Plant rarity is not passed down to cuttings, so any cutting taken from any node of rare plant will not retain the original rarity, unless the cutting is taken at very root of the plant. Cuttings taken at plant root and all plants grown by natural reproduction cycle will retain original plant rarity indefinitely, once original plant randomly mutates.
When plant spawns new seed, a seeding position is defined within seed range (from original plant planting position). This characteristic is passed down in genotype, but has no chance for random mutation. Seeding position depends only on original planting position, and isn't influenced anymore by further seeding positions to avoid plants position drift too far from original planting center.
Plant seeding range can be modified by changing corresponding codon value in genome, or by holding SHIFT button and using mouse scroll up/down while moving growing plant/plant cutting. Seeding range is represented under held growing plant/plant cutting as cascading round lines, with the furthest circle representing maximum seeding range for this specimen, and all plants directly descending in natural reproduction from this plant. Lowest possible seeding range is 0, resulting in plant seed always spawning in exactly same point as parent plant root.
Some chemical compounds can be used as herbicides, to decimate plants living in herbicide area of effect. This effect can be however negated by plants with natural resistance to such compounds. Plants herbicide resistance varies naturally, and specimens with genotype expressing higher resistance can be found by artificial selection by mass use of herbicide, across many specimens of same species in close proximity, or by direct genome manipulation of codon responsible for herbicide resistance.
Plant herbicide resistance is not binary, but gradual - with higher resistance corresponding to lower probability of plant being affected by herbicide.

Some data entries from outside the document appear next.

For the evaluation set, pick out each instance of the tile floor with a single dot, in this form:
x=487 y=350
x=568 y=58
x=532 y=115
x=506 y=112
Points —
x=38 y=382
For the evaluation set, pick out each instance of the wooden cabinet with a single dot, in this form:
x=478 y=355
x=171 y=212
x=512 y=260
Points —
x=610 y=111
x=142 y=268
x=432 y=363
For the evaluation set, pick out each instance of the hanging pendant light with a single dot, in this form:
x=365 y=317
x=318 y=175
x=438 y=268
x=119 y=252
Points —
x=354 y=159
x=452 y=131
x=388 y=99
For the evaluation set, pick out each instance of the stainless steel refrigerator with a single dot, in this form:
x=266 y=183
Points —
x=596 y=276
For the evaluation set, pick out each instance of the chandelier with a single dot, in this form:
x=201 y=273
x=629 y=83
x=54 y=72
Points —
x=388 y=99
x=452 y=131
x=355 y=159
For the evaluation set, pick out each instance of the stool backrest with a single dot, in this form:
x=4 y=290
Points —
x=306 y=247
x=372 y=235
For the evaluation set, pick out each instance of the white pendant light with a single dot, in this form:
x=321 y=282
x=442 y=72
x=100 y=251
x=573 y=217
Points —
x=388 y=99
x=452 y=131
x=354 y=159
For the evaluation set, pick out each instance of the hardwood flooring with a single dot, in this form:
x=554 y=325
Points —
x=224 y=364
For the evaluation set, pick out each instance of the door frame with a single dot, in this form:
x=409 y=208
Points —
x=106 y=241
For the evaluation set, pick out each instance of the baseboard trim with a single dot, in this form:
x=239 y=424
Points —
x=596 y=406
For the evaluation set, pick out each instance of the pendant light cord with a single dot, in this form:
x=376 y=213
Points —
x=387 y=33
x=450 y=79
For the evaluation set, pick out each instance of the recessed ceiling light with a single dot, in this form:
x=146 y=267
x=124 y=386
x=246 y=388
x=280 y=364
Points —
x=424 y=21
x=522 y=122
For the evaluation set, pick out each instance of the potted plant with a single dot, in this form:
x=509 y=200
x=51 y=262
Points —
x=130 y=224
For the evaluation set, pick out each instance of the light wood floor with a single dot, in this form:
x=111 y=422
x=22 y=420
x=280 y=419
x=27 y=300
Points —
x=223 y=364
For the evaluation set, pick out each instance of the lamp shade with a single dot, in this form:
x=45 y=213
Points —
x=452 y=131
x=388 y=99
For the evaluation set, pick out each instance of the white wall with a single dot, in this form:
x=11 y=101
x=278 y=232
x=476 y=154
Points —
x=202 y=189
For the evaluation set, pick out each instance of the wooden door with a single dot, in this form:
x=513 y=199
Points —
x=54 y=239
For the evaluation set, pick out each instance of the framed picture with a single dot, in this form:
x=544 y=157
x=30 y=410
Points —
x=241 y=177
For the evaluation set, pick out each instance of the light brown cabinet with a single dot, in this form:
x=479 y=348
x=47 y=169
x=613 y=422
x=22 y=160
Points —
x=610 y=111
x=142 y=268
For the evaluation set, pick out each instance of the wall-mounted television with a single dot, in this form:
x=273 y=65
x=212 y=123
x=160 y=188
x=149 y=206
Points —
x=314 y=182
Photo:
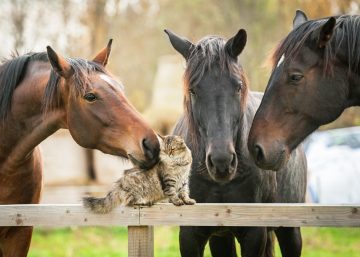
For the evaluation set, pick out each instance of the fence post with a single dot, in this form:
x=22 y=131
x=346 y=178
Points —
x=141 y=241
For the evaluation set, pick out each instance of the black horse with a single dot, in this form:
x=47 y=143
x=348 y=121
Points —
x=219 y=110
x=316 y=75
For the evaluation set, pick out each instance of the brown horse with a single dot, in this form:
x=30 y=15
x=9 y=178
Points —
x=43 y=92
x=316 y=75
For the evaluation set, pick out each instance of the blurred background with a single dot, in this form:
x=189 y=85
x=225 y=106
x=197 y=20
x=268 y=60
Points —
x=143 y=59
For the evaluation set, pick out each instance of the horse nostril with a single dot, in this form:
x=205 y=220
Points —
x=259 y=153
x=210 y=162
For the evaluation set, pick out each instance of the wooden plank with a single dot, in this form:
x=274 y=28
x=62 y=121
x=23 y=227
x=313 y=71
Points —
x=64 y=215
x=290 y=215
x=141 y=241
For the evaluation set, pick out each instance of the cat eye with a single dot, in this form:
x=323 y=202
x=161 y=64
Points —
x=90 y=97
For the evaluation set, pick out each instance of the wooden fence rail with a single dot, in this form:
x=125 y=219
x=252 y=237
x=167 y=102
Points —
x=140 y=220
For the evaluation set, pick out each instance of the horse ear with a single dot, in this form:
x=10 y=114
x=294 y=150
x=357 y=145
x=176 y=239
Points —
x=326 y=32
x=103 y=56
x=300 y=18
x=236 y=44
x=182 y=45
x=59 y=63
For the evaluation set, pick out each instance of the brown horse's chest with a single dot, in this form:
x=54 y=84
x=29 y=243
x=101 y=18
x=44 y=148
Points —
x=22 y=184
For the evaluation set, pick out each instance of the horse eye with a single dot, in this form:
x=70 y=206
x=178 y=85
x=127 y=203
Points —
x=296 y=77
x=192 y=92
x=90 y=97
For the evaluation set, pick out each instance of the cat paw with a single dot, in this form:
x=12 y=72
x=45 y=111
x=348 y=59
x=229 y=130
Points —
x=189 y=201
x=177 y=201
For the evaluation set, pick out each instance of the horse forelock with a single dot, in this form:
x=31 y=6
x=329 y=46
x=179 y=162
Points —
x=345 y=32
x=80 y=80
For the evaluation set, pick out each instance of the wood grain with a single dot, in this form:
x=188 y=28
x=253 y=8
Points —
x=290 y=215
x=59 y=215
x=141 y=241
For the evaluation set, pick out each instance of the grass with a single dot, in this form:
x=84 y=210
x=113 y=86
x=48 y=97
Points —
x=111 y=242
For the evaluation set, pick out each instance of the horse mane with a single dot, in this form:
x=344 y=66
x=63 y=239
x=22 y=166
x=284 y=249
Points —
x=346 y=33
x=12 y=72
x=207 y=54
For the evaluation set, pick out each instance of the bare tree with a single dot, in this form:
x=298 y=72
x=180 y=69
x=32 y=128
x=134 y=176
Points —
x=18 y=15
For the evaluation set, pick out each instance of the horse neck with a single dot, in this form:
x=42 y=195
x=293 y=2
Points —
x=247 y=116
x=26 y=126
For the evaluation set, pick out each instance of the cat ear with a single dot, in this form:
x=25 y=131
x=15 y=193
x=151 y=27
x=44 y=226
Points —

Fruiting and flowering plants can be cross-pollinated. Cross-pollination scrambles genome of pollinating and pollinated plants, allowing for controlled species reproduction. To cross-pollinate plant, use brush to take sample of pollen from flower/fruit of pollinating specimen, and use the brush on flower/fruit of pollinated plant. Seed spawned by pollinated plant will contain randomly scrambled genotype of both plants. Pollen collected on brush can be used once.